This, I found, was important for avoiding trouble when importing. lsco (or lscheckout), as may seem obvious, lists files checkedout. What was useful to me was checking on a specific branch, so I was using something like:

cleartool lsco -brtype BRANCH -recurse

Another useful checkout search is for all your own checkouts (via -me) in your view (current view via -cview), in all vobs (via -avobs)

cleartool lsco -me -avobs -cview

Find a branch or label

Need to know what labels or branches exist?

cleartool lstype -kind brtype -invob \my_vob

The -invob option can be super helpful if you are potentially in a different vob.
Alternatively, if you want to check if a single label or branch exists, another option is to ask for its description.

cleartool desc -s lbtype:MY_LABEL

Importing

We regularly imported source from a vendor, which we added on to, so it was important to keep things organized. This was our standard import call.

clearfsimport -nsetevent -recurse -mklabel <LABEL> <DIR_TO_IMPORT> <CC_LOCATION_TO_IMPORT_TO> 1> Logfileofyourchoice.txt 2>Errorlogfileofyourchoice.txt

Finding things

Just as an example, this will find all items on my_branch and as it finds each one, it will bring up a version tree for it. This can be useful in small cases, but is not advised when there will be many results.

cleartool find . -version "version(.../my_branch/LATEST)" -exe "cleartool lsvt -g %CLEARCASE_PN%"

(Note: the use of “.” is to indicate that the search should be in the current folder; you may replace this with a different path.)
Of course, alternatively, you can get just a list of all the files by replacing -exe and its parameters with simply -print. It can also be helpful sometimes to find files changed between two points, in which case, in the -version parameter block, adding && !version(.../other_branch/LATEST) is helpful. Note that -version isn’t terribly picky, so you can use branches or labels in the ().

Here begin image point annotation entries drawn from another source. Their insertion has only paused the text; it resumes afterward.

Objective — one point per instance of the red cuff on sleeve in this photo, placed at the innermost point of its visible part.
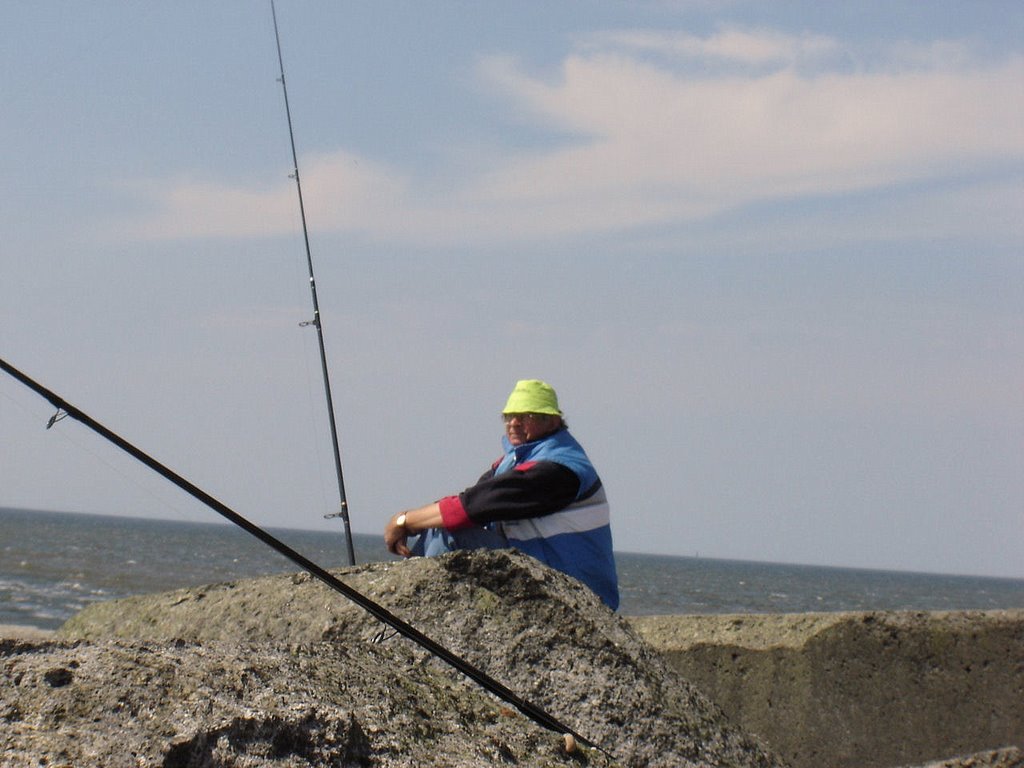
(454, 515)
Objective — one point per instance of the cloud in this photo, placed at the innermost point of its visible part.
(637, 141)
(728, 45)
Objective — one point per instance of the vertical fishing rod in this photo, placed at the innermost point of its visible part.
(315, 322)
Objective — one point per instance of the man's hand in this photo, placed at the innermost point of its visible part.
(416, 520)
(394, 538)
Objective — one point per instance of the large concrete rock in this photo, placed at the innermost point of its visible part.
(858, 690)
(284, 672)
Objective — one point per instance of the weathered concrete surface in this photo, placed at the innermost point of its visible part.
(282, 672)
(858, 690)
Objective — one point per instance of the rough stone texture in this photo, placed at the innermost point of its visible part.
(1010, 757)
(861, 690)
(284, 672)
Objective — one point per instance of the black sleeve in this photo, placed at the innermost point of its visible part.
(531, 492)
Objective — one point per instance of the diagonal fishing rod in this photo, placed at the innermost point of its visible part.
(535, 713)
(315, 322)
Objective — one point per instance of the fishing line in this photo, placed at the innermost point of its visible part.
(535, 713)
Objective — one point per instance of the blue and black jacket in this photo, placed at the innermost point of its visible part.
(548, 501)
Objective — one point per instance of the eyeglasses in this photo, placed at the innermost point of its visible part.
(507, 418)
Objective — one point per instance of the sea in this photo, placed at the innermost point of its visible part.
(52, 564)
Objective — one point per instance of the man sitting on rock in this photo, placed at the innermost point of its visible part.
(543, 497)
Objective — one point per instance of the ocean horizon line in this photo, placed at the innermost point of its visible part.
(221, 523)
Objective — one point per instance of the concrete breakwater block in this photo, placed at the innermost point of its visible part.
(859, 689)
(282, 671)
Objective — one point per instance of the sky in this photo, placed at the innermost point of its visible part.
(770, 255)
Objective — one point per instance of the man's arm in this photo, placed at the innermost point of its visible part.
(531, 489)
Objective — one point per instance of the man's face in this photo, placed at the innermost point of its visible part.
(522, 428)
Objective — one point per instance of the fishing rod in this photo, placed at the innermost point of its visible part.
(315, 322)
(535, 713)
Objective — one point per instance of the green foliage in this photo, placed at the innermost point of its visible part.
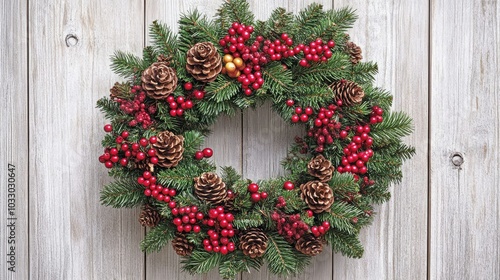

Doing something with what you find

In the previous example, the -exe told ClearCase to open the version tree for each file found. Another example is to label each file found:

cleartool find . -all -version "lbtype(<LABEL>)" -exe "ct mklabel <OTHER_LABEL> %CLEARCASE_XPN%"

Here we use the clearcase special variable (with the extended path name, which would be more important if we changed “.” to a different folder) to indicate the file we’d like to apply a secondary label to.